LCN – Mataram, – Kota Mataram tidak memberikan ruang bagi siapa pun yang berniat mengusik kekhusyukan ibadah Ramadan tahun ini. Kapolresta Mataram Polda NTB, Kombes Pol. Hendro Purwoko, S.I.K., MH., secara tegas menginstruksikan seluruh jajarannya untuk “tancap gas” menjaga keamanan wilayah.
Bukan sekadar apel rutin, pengarahan yang digelar di Lapangan Polresta Mataram, Senin (23/02/2026) ini menjadi sinyal kuat bahwa kepolisian akan bertindak lebih represif terhadap aktivitas yang meresahkan warga.
Kapolresta Mataram Polda NTB, menyoroti fenomena “tradisi tahunan” yang kerap salah kaprah. Beliau memerintahkan deteksi dini dan tindakan tegas terhadap. Perang petasan dan mercon yang mengganggu tarawih maupun istirahat warga.
Aksi balap liar yang kerap menjamur dijam-jam rawan. Aktivitas adu panco hingga bermain bola di badan jalan yang menghambat mobilitas publik.
“Kita tidak ingin masyarakat yang sedang khusyuk beribadah terganggu oleh aksi-aksi konyol di jalanan. Seluruh personel harus disiplin! Kita pastikan Mataram aman tanpa kompromi,”tegas Kapolresta dihadapan ratusan personel.

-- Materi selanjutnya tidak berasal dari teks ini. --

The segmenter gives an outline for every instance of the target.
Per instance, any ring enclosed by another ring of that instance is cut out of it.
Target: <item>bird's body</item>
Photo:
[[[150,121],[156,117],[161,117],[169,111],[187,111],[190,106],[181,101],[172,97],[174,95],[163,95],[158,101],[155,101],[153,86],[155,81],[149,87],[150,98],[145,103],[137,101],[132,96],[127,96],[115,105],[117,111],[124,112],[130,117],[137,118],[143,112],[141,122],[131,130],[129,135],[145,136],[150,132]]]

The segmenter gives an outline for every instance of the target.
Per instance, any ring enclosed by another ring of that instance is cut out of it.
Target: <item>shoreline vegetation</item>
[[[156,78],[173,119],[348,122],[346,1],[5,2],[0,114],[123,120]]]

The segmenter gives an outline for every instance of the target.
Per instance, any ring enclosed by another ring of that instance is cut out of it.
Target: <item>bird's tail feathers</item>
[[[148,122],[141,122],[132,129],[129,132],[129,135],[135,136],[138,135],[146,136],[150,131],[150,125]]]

Lupakan pola patroli biasa. Polresta Mataram kini menerapkan Kegiatan Rutin Yang Ditingkatkan (KRYD). Artinya, frekuensi patroli akan berlipat ganda, terutama pada jam-jam krusial. Antisipasi macet dan kriminalitas jalanan.
Pengamanan rumah kosong dan lokasi ibadah, mencegah balap liar dan potensi tawuran remaja.

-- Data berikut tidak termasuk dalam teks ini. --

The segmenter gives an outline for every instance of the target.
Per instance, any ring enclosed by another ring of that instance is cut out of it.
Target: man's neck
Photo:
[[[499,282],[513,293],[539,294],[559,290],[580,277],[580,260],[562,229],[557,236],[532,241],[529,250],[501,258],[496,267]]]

Hendro juga memberikan pesan menohok bagi para perwira. Ia menuntut para Kapolsek dan Pejabat Utama untuk turun langsung ke lapangan, bukan sekadar memberi perintah dari balik meja.
”Perwira harus jadi contoh. Jika pimpinannya disiplin, anggotanya akan militan dilapangan,”tambahnya.
Dengan pola pengamanan yang lebih ketat dan disiplin tinggi, Polresta Mataram Polda NTB, menargetkan angka gangguan kamtibmas menurun drastis selama Ramadan 2026, sehingga warga NTB, dapat merayakan bulan suci dengan kedamaian penuh,”tutupnya.